Against this background, Cook and two other Mohawk women traveled to New York City to discuss how they are rethinking condolence and applying it to contemporary Native life. Joining Cook was traditional Clan Mother Louise McDonald and restorative justice advocate Mary Ann Spencer from Ontario.
“Today’s Native people have lost their spiritual center,” McDonald told the audience of about 150. As a Bear Clan Mother for the Mohawk Nation Council of Chiefs in Akwesasne, she called on finding ways to achieve “connectedness” again.
Spencer, of Tontakaie'rina (“It has become right again”), the Tyendinaga Justice Circle in Ontario, echoed those concerns. Many young Mohawks, she said, are not prepared to embrace traditional healing practices because they suffer from a loss of cultural and traditional knowledge. “There was something lacking in the communication,” she said. “Young people just weren’t prepared to journey into the circle.”
There are several good cultural explanations for this, and they date back over a century. Beginning in the 19th century, the residential boarding school experience destroyed many aspects of Indian language and culture. For the Mohawk, that process continued well into the 20th century as scores of men who moved from their reservation to take jobs as iron workers in urban centers like New York City. From the 1920s to the 1970s, this way of life would usher in a cultural imbalance in the tribal community, according to the Haudenosaunee Confederacy website timeline of the Mohawk iron workers’ legacy. That negative impact is still being felt today.

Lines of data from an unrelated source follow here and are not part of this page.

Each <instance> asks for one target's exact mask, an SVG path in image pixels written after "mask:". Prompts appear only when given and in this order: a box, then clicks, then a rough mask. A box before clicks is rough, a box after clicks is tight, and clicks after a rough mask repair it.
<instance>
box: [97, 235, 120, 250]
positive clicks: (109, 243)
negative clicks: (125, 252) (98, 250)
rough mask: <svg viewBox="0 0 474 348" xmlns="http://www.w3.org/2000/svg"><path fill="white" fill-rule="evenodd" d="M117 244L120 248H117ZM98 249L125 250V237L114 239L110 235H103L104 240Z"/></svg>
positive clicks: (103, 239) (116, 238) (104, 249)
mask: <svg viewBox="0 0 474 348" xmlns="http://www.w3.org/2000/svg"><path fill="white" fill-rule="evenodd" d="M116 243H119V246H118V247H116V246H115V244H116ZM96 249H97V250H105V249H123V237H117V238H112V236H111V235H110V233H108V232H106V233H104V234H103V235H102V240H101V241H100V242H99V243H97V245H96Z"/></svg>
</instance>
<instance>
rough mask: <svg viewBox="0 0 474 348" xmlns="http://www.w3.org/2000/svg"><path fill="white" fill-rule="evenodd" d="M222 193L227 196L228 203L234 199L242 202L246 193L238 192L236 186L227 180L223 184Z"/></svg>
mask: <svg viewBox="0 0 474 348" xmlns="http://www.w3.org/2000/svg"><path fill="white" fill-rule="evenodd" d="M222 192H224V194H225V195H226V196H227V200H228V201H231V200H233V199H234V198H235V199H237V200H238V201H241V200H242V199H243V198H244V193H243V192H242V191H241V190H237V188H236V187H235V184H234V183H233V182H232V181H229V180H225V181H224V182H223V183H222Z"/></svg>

Not surprisingly, it is sometimes difficult to integrate practices like the condolence ceremony into today’s world. “It’s an ongoing slow process at times,” said Spencer, who works in the community of Tyendinaga with at-risk teens who have either been victims of crime or charged with a crime.
In a community bordered by non-aboriginal judges, attorneys, police officers and the like, Spencer hopes hers practice will curtail chronic rates of criminal offenses in the future—despite the challenge of reintroducing cultural healing to young Mohawks.
“It allows them the time to heal through the condolence, and maybe putting them through sweats or singing songs or incorporating that music and the language and the teachings, [it] can only better an individual,” Spencer said.
While success of the condolence ceremonies cannot be measured, for Cook, evidence of their restorative power is evident in individuals. During her presentation at NMAI, Cook described one heartfelt experience involving a prisoner who memorized, word for word, a condolence prayer sent to him upon his release.
“He said all he had to hold on to was the condolence message,” said Cook. “There’s lots of stories like this and there’s very rarely ever a dry eye.”